検察官は、袴田ともが、検察官の取調べにおいて、自身の記憶と異なる供述を した覚えも、自身の説明と異なる供述調書が作成されたこともない旨証言していることや、検察官調書に署名・押印していることをもって、その供述内容の信用性が高まるかのように主張する。
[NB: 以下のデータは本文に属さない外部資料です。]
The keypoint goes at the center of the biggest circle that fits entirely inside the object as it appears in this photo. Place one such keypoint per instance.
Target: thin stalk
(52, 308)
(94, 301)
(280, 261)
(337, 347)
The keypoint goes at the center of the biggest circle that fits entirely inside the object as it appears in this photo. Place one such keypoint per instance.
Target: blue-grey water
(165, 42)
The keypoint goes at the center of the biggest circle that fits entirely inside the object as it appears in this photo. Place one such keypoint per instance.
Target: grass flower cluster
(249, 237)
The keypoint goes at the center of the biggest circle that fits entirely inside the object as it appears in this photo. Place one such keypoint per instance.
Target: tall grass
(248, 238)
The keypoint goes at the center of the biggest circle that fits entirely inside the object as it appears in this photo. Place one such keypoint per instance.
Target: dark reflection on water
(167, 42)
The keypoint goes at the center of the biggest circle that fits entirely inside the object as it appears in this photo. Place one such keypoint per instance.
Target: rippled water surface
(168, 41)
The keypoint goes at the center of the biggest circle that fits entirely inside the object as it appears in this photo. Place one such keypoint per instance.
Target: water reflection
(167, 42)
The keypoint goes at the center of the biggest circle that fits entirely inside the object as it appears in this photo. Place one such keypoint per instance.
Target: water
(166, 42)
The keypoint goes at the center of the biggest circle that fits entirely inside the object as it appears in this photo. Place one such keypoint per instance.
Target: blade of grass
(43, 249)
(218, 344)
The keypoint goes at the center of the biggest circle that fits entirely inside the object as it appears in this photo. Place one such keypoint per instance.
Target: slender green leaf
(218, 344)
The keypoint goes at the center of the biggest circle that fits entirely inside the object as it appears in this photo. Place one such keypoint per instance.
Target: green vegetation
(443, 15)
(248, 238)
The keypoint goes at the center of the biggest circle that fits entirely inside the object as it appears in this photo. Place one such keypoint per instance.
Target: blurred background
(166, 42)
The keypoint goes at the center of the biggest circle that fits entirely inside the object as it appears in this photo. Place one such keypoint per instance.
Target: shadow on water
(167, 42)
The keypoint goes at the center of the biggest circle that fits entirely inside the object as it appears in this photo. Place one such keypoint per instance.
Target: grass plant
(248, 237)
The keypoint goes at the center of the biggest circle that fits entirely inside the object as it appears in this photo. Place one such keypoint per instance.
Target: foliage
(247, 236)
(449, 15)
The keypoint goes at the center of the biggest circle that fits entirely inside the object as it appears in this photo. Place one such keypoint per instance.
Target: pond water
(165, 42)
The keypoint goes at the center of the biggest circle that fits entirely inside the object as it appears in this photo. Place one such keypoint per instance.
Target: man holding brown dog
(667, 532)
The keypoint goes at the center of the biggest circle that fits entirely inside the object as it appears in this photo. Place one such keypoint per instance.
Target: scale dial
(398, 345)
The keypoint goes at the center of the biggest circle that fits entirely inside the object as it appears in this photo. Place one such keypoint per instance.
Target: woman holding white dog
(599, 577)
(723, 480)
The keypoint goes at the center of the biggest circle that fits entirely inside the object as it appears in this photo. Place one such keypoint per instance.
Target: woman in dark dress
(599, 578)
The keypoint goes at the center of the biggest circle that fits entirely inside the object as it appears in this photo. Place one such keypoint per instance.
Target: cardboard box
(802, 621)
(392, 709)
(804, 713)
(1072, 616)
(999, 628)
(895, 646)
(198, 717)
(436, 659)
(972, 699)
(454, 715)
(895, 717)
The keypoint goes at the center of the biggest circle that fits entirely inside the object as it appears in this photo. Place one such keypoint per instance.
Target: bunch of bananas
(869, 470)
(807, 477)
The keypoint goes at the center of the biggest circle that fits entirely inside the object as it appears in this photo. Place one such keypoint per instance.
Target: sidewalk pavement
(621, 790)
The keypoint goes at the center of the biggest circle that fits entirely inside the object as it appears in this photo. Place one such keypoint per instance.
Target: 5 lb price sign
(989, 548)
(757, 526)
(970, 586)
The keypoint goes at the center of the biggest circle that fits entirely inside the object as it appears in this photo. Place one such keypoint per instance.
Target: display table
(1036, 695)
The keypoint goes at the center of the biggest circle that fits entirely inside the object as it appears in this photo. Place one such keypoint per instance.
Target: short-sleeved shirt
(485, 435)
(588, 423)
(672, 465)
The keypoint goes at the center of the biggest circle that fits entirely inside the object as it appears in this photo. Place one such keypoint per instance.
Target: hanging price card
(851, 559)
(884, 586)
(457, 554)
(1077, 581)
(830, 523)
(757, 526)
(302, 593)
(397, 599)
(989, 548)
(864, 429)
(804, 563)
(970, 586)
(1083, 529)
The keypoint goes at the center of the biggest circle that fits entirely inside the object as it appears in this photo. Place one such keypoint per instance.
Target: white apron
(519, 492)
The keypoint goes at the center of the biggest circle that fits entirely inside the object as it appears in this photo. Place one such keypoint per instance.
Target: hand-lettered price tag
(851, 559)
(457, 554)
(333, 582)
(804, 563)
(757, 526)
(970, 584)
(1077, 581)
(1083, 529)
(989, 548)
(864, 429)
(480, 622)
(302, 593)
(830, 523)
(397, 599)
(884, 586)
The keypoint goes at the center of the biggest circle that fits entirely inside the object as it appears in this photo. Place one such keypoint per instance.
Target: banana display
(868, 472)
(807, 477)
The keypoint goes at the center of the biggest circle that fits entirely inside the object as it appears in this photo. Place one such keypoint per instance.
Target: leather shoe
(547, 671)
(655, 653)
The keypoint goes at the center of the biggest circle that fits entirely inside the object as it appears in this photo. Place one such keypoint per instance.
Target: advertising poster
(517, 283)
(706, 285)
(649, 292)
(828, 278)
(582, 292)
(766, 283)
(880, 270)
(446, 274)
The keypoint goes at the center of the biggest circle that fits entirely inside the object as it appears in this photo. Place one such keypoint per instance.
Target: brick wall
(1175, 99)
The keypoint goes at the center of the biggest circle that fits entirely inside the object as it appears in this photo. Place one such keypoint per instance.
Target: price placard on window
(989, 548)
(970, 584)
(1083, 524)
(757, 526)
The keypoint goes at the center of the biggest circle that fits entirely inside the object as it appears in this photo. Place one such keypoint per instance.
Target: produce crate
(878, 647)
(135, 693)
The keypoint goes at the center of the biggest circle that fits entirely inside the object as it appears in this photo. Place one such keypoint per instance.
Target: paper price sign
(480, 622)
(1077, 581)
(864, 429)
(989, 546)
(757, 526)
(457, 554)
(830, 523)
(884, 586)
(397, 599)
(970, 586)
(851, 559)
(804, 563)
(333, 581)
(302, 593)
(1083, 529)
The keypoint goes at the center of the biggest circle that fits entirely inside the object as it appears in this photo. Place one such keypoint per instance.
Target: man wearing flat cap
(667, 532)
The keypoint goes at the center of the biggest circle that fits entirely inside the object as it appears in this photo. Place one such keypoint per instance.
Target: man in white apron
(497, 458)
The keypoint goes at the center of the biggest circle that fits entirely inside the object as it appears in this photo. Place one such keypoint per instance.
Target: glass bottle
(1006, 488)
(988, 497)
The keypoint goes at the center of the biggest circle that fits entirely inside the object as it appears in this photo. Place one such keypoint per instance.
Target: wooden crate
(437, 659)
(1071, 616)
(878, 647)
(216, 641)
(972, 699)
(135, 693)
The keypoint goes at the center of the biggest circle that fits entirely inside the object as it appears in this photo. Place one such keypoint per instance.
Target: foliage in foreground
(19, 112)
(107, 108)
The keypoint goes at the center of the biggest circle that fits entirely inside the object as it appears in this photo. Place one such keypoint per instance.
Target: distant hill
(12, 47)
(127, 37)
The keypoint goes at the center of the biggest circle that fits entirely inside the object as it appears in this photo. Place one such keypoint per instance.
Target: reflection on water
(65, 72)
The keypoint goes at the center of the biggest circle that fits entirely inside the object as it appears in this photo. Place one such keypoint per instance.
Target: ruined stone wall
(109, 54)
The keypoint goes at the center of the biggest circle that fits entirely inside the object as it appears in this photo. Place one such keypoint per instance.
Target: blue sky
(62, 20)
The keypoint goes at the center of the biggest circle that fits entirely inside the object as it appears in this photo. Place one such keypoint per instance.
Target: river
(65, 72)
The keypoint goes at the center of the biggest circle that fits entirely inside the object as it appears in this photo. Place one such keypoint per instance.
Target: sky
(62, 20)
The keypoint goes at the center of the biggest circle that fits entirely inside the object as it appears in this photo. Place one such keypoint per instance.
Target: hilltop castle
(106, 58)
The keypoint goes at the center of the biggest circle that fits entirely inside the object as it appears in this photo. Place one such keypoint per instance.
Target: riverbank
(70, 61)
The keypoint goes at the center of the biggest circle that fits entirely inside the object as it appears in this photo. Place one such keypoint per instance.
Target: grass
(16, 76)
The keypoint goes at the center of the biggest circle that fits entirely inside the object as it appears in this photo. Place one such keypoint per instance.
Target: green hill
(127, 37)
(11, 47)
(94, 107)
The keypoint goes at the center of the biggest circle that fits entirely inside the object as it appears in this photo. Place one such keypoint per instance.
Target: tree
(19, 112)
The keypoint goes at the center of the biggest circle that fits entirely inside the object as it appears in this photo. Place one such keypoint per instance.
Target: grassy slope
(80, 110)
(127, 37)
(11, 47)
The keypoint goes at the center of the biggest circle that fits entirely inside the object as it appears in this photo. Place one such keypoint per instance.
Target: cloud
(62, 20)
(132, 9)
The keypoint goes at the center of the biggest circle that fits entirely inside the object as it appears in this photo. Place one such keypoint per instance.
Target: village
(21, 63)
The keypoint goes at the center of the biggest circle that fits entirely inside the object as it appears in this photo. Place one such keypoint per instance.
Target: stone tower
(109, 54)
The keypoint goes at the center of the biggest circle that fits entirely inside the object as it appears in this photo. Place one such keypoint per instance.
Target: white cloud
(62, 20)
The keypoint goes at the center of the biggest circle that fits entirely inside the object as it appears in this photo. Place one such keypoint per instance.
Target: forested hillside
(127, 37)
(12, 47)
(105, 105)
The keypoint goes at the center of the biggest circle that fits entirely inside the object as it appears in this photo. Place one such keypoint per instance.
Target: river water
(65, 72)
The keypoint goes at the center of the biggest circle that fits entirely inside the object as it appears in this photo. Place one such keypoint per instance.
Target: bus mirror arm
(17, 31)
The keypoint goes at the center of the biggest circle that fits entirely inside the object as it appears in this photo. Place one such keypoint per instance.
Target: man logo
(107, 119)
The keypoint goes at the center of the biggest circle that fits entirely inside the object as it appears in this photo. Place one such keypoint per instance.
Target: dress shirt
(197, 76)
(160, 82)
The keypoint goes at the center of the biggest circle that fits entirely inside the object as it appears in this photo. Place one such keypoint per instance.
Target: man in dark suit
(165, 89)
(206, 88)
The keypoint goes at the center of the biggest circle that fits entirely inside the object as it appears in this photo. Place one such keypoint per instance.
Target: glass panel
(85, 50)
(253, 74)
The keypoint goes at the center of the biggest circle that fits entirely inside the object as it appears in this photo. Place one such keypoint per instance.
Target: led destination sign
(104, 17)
しかし、供述証拠の信用性は、他の証拠による裏付けや供述状況等を総合的に評 価して判断されるものである上、検察官が指摘する袴田ともの上記証言や供述調書の署名・押印は、作成の真正、すなわち、取調べにおける供述内容と供述調書の記載内容が一致していることを推認させるにすぎず、これらによって、内容の真正、すなわち、供述内容の真実性が直ちに裏付けられるものではない。検察官の上記主張は、任意性を確保しつつその裏付け捜査等によって十分な証拠の収集・把握に努めて供述を吟味するという、捜査機関が自ら規律する取調べの在るべき姿(犯罪捜査規範168条、173条(改正前の165条、170条)、検察の理念の4項、5項参照)にも反しかねない主張であって、採用できない。

と判示している。

前記の「3つのねつ造」についての事実認定は、すべて、袴田氏の確定判決に至るまでの50年前の警察や検察官の対応に関するものであるが、上記の供述調書の信用性に関する検察官の主張に対する判示は、現在行われている再審公判での検察官の対応の問題だ。

そこでの検察官の対応が「検察の理念」に反しかねないと批判されているのは、「検察官の取調べにおいて、自身の記憶と異なる供述をした覚えも、自身の説明と異なる供述調書が作成されたこともない旨証言していること」「検察官調書に署名・押印していること」を供述内容の信用性が高まる事由として主張することである。

大阪地検特捜部の不祥事等を受けて、それまでの検察の「調書中心主義」が反省を迫られ、公判中心の立証が指向されていることは確かであり、そのような現在の刑事裁判において、上記のようなワンパターンのやり方で供述調書の信用性を主張するのは「時代錯誤」だという批判である。